In the early 1890’s some states in the East coast of America (and in the UK) had the Red Flag Act. With those laws, you were allowed to drive your new-fangled automobile down the roads at a speed limit of 4 miles per hour, providing you had a person walking in front of the car with a red flag (or a red light at night) to warn the locals that there was a potentially dangerous machine coming that they needed to be prepared to take evasive action if the car go out of control.
That legislation was repealed by the turn of the century. While the number of people killed and injured in the early days was low, the number of deaths each year worldwide due to cars have risen to over 1 million per year.
But nobody is talking about shutting down cars to save lives – why? Because we have made a deal! The deal is that we get so much as a society out of having cars, that we are prepared for many other people to die (as long as it is not me or my family - but you probably do know someone who died because of a car).
So as a society we have done the cost/benefit analysis and decided it is worth it.
The person with the red flag is a lot like the backup driver in an autonomous car – the human supervisor of the technology to prevent it from causing harm to people.

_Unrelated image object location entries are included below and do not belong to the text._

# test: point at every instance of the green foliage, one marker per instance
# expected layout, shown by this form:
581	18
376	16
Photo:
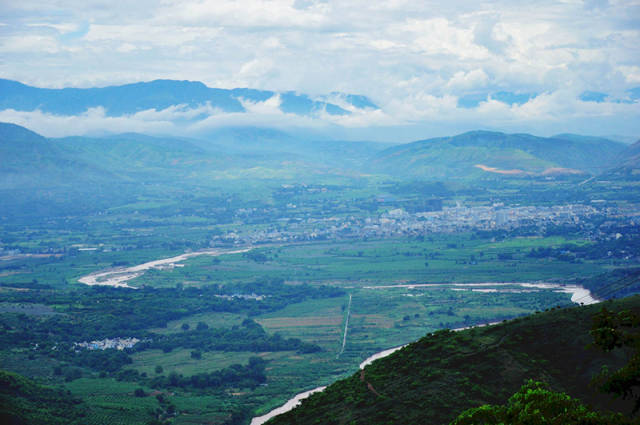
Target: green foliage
613	330
435	378
536	404
22	401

What will happen when the backup driver goes the way of the flagman – some 140 years later? It will start with the in-depth scrutiny of any accident involving an autonomous vehicle and the blame (in the news) falling on the participant that can’t defend itself – the car.
But with human error the sole contributing factor in 57% of car accidents, and a contributing factor in 90%, as these autonomous cars start to dominate the roads, the deaths will fall – people will still die, but in far fewer numbers.
The benefit is clear, but what is the cost?
Is it time to take the modern day flagmen out the co-pilot seat and let the AI do it’s job?